# 내 주를 가까이 하게 함은



## RadkeRonnie

What does the word 함 mean in the title of this hymn? Originally, in English it's "Nearer My God to Thee."

I searched, and I got the results "box," "construction" (military jargon), the 31st of the 64th 괘 (卦), some kind of name badge, something to do with sealing a letter, and a poison made out of clay, none of which make sense.

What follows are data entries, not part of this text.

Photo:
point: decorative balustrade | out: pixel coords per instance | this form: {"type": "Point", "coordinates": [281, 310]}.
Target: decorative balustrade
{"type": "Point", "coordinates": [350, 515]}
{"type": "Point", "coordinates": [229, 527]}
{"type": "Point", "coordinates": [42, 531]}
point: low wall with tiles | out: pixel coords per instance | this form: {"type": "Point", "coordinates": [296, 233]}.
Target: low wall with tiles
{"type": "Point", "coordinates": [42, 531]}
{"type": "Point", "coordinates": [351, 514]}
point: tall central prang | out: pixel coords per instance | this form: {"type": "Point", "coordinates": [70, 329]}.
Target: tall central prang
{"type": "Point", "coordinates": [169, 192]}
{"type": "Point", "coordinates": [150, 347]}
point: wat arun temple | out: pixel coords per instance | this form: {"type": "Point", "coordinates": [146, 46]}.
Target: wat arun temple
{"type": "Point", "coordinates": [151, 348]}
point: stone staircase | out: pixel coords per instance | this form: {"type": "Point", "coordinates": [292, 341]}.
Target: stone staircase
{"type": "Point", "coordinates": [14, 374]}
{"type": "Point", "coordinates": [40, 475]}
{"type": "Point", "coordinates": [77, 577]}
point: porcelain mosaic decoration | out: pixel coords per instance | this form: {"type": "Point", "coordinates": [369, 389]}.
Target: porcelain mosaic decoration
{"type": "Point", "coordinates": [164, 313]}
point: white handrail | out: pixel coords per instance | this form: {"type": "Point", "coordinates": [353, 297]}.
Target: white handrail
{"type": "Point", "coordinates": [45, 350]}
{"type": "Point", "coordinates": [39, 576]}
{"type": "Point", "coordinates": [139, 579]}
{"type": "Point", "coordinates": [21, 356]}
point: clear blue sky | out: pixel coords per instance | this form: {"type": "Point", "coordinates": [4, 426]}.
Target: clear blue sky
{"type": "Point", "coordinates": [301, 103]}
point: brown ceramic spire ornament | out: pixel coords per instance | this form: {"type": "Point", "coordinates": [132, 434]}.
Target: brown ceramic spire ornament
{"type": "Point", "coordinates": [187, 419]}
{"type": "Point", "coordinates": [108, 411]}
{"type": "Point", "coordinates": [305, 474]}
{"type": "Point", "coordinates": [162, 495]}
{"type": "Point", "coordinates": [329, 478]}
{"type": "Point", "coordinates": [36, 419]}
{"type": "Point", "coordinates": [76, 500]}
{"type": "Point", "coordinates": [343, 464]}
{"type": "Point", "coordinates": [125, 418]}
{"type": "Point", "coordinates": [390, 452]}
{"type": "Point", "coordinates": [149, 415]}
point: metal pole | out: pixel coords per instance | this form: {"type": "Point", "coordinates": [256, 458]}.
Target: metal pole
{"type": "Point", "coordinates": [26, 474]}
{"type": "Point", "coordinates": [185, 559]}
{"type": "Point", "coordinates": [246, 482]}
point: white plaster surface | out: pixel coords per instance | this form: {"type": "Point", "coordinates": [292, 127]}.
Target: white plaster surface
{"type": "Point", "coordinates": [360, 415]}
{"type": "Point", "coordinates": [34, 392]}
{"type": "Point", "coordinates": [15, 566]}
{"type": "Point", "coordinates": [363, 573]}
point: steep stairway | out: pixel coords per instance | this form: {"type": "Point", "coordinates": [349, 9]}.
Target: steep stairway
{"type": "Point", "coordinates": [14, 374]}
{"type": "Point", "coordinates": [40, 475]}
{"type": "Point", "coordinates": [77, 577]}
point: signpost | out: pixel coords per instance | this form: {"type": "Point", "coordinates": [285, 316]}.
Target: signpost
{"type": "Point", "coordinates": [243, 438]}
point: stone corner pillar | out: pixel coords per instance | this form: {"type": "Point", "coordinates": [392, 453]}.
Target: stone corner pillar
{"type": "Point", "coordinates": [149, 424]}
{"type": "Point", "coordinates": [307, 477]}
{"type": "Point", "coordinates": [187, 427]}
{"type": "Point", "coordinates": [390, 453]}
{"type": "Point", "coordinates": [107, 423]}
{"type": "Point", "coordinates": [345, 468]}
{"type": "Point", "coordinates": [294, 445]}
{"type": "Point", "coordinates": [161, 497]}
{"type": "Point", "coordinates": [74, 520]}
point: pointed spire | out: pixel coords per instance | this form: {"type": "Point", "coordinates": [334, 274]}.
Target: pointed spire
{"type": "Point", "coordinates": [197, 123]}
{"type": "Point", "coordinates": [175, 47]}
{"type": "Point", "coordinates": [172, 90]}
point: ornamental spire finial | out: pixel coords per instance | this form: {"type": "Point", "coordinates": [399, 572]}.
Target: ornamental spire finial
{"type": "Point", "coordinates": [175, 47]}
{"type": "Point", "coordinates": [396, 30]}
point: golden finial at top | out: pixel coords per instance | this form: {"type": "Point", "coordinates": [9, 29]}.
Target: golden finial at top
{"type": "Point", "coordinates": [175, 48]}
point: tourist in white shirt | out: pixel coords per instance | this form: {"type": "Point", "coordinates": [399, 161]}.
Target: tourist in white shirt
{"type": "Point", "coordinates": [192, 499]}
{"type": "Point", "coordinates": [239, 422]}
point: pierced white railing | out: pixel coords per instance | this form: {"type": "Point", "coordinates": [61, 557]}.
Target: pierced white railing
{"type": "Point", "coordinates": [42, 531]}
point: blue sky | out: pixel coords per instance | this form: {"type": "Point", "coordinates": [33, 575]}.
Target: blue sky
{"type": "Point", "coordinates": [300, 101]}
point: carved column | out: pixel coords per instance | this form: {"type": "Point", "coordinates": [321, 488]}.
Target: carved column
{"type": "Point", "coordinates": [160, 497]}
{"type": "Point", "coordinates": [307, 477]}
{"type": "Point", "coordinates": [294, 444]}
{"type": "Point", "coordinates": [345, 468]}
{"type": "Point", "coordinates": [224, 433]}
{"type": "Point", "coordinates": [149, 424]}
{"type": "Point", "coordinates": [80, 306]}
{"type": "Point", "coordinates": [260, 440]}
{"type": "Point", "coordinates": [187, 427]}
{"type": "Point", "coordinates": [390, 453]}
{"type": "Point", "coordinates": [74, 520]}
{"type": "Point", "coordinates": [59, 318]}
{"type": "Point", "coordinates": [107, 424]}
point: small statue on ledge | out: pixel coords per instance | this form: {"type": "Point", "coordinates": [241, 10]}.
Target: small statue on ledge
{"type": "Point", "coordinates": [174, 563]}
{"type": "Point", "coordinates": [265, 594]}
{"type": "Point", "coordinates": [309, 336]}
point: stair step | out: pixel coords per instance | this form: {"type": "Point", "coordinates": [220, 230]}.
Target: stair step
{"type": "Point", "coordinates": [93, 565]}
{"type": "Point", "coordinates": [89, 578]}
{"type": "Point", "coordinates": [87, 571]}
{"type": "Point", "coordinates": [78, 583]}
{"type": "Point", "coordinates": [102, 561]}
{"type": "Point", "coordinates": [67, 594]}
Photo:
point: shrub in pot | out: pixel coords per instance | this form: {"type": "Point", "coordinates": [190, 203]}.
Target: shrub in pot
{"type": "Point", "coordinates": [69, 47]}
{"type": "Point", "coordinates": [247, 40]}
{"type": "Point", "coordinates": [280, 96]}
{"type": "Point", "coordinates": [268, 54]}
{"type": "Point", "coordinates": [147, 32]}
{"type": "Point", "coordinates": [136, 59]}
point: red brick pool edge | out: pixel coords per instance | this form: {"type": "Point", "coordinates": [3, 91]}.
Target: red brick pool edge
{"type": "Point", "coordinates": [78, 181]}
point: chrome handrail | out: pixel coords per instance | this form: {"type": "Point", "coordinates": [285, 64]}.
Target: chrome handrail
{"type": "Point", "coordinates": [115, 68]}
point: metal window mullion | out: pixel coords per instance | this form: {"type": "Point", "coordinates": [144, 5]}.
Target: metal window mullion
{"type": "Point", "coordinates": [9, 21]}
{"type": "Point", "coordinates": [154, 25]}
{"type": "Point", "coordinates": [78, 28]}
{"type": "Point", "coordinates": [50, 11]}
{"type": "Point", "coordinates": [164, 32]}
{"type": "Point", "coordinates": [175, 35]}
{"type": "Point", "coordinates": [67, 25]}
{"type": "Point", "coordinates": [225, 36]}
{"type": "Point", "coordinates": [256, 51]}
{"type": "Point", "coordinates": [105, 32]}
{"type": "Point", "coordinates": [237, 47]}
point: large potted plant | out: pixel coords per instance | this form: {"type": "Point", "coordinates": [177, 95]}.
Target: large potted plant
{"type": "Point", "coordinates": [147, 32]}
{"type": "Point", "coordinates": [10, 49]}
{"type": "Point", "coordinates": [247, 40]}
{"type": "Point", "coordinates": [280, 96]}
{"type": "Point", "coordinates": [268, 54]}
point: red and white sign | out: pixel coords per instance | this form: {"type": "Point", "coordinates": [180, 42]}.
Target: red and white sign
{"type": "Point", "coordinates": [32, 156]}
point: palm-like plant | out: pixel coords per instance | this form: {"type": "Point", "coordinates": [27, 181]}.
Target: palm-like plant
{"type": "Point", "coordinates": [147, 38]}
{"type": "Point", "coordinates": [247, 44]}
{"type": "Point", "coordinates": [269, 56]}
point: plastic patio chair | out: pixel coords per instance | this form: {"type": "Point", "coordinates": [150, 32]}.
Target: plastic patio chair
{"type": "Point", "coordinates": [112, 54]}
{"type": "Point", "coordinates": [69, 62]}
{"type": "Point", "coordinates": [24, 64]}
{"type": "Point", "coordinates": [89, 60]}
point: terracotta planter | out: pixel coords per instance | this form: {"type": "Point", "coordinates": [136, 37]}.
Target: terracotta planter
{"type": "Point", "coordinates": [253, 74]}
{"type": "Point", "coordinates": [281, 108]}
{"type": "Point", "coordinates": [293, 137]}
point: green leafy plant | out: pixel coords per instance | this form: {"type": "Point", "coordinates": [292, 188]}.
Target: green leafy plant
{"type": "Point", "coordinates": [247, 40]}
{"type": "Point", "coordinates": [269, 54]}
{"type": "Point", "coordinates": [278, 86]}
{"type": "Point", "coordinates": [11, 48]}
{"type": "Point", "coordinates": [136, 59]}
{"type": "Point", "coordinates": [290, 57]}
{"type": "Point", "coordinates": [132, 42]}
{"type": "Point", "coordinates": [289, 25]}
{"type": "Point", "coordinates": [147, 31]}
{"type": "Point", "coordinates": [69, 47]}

In case anyone is wondering why I'm curious about a random hymn, this is the name of the piece that the musicians play as the ship is sinking in Titanic.


----------



## treejw

함 is the noun from 하다 (do).

To give you advice about the phrase "내 주를 가까이 하게 함은" more specifically,

내 --> my
주 --> lord
를 --> be verb (but not exactly same)

가까이 --> nearer
하게 --> make do
함 --> doing (or to do)
은 --> be verb (but not exactly same)

So, I guess the better (ie, for expressing all the meaning from origin korean phrase) translation will be "To do make my lord be nearer is." (I guess it's grammatically incorrect express in English. But i wrote this way not to omit any of words in the korean phrase. "To make my lord be nearer is" will be correct, am i right?)


----------



## RadkeRonnie

Thanks for the help! This makes sense. I was confused because I've never seen 함 used like this. I've just seen it in compounds like 중요함 and from people in 카톡 (e.g. 뭐뭐 해야 함). When I do a Google search for 함은, all I find is this and a hymn called 죄에서 자유를 얻게 함은. 

So I assume this construction sounds extremely archaic and even possibly religious. Am I right?


----------



## treejw

"함" doesnt sound like archaic to me. In fact, there are some archaic expressions like ~노라, ~하리라, but not 함.

And for the 카톡 message youve got,  those are the sentenses written in a kind of "internet grammar" called 음슴체. If you would like to use 음슴체, you should end a sentense in noun. For example, "나는 배가 고프다." would be transformed into "나는 배가 고픔." (Fyi, "나 배고픔." is more sound familiar to me.)

Hope my words are helpful to you


----------



## alohaoe

First, you need to understand that the sentence is not complete.
은/는 or 이/가 is a nominative postposition which makes the pre-positioned word set a subject.
"내 주를 가까이 하게 함은" has no verb and only the subject is introduced.
(liberal translation)

-함 is a nominal conjugation of -하다 just like the noun form of 'do' is 'doing' or 'to do' in English.
It has nothing to do with a sino-Korean 함(函), a single word for box or something, except the same spelling.

If I try a word-for-word translation of "내 주를 가까이 하게 함은", it would be
"To make my Lord near to me/you/them is".
(No target is specified. 'is' is used because it's the typical verb for 은/는 and it makes the pre-positioned a subject.)

As for 'archaic', conjugation of -함 is totally contemporary.
-함(-음) does not always mean a noun conjugation but can mean a sort of a verb conjugation, which is very informal but common in young generations.(used often in texting because of briefness)
compare)
밥 먹음? 응 먹음. 어디 감? 집에 감. 너 나한테 죽음. 싫음.
밥 먹었습니까? 예 먹었습니다. 어디 가세요? 집에 가요. 너 나한테 죽었어요. 싫어요.


----------